De acordo com Lipinski, os seguranças do hotel informaram a ele que não havia nada a ser feito, uma vez que o furto havia ocorrido em área comum do hotel, e não dentro de um quarto.

Outro Lado

O Renaissance afirma, em nota, que providenciou assistência a Lipinski e que o incidente não envolveu nenhuma outra pessoa do hotel. Questionada sobre outros casos de furto, o hotel não respondeu e também não autorizou o acesso às imagens de segurança.

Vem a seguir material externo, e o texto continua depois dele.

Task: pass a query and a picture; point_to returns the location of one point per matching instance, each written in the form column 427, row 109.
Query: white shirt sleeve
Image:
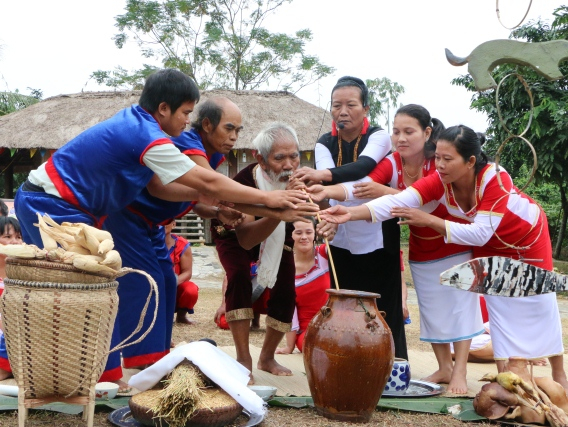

Informou ainda que, por políticas internas e para preservar a privacidade de clientes e hóspedes, não comenta sobre ocorrências.

Ainda de acordo com a nota, o hotel diz que trabalha com “medidas de segurança máxima na propriedade, seguindo os padrões de qualidade e segurança internacionais da rede Marriott aplicados em seus mais de 4 000 hotéis, em 74 países”. A nota prossegue dizendo que “a integridade de nossos clientes e colaboradores é uma prioridade e a experiente equipe é constantemente treinada para avaliar e responder adequadamente a todos os cenários”.

A FreePass, responsável pela turnê do Crashdïet no Brasil, afirma que nenhum dos músicos ou sua equipe tiveram itens furtados no Renaissance. Diz que o hotel fez o possível para ajudar o fã, mas que o ladrão havia fugido.